To disrupt Trickbot, Microsoft formed an international group of industry and telecommunications providers. The Microsoft Digital Crimes Unit (DCU) led investigation efforts, including detection, analysis, telemetry, and reverse engineering, with additional data and insights to strengthen the legal case from a global network of partners, including FS-ISAC, ESET, Lumen's Black Lotus Labs, NTT, and Symantec, a division of Broadcom, in addition to our Microsoft Defender team. Further action to remediate victims will be supported by Internet Service Providers (ISPs) and Computer Emergency Readiness Teams (CERTs) around the world.
In the course of Microsoft's investigation into Trickbot, approximately 61,000 samples of Trickbot malware were analysed.
"What makes it so dangerous is that it has modular capabilities that constantly evolve, infecting victims for the operators' purposes through a "malware-as-a-service" model. Its operators could provide customers access to infected machines and offer a delivery mechanism for many forms of malware," Microsoft says.
Trickbot is known for using malware to intercept victims' log in credentials for online banking websites, but it also is used to infect victims' computers with the Ryuk crypto-ransomware, which has been used in attacks against a wide range of public and private institutions.
Ransomware can have devastating effects. Most recently, it crippled the IT network of a German hospital resulting in the death of a woman seeking emergency treatment.
Beyond infecting victims' computers, Trickbot has also infected "Internet of Things" (IoT) devices, such as routers, which extends its reach into households and organisations, expanding the scope of vulnerable targets to devices that are often not updated or patched in a timely way.

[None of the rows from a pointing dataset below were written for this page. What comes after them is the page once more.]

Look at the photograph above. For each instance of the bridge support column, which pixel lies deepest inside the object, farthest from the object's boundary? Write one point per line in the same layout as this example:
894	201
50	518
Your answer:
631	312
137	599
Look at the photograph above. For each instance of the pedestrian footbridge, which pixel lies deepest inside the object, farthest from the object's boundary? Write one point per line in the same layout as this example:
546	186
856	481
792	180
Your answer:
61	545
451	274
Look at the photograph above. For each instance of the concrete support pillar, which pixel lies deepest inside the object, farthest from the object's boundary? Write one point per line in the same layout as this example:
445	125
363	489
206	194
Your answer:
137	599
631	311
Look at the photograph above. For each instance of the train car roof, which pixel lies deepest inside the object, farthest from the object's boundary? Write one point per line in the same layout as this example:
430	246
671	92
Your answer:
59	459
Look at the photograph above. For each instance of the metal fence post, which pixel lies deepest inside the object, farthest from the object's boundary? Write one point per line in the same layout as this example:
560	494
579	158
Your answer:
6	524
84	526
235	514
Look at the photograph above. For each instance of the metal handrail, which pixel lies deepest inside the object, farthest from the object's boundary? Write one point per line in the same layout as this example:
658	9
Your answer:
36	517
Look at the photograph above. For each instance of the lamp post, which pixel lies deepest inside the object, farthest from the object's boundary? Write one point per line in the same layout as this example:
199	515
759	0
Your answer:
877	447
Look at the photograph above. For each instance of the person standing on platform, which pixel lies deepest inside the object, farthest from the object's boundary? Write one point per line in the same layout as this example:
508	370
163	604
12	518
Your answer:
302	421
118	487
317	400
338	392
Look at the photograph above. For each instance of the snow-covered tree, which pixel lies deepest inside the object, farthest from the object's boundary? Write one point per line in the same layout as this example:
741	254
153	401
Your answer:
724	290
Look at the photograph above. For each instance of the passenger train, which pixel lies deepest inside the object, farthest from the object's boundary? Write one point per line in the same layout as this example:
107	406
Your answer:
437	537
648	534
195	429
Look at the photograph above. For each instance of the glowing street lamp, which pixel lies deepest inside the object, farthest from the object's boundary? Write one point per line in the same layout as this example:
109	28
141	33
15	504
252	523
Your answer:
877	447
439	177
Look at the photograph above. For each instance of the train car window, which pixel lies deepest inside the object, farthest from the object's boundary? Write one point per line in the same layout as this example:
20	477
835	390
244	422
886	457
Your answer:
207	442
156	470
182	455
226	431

Trickbot's spam and spear phishing campaigns, which are used to distribute malware, have leveraged lures such as Black Lives Matter and COVID-19, enticing people to click on malicious documents or links. Based on data from Microsoft Office 365 Advanced Threat Detection, Trickbot has been the most prolific malware operation using COVID-19 themed lures.
How businesses and home computer users can protect themselves
The top actions that businesses and home computer users can take to protect their systems are to use multifactor authentication, to always use good email hygiene, and to update and patch systems in a timely manner. Multi-factor authentication can stop credential-based attacks dead in their tracks. Without access to the additional factor, the attacker cannot access the account or protected resource. As 90% of attacks start with an email, preventing phishing (and its voicemail- and text-based variants, vishing and SMiShing) can limit the opportunity for attackers to succeed. Email hygiene platforms that incorporate filtering on the way in and link checking, like Safe Links, when clicked (on the way out) provide the most comprehensive protection. Finally, it is important to ensure that computers are using the most up-to-date versions of software because these patches and updates repair known vulnerabilities.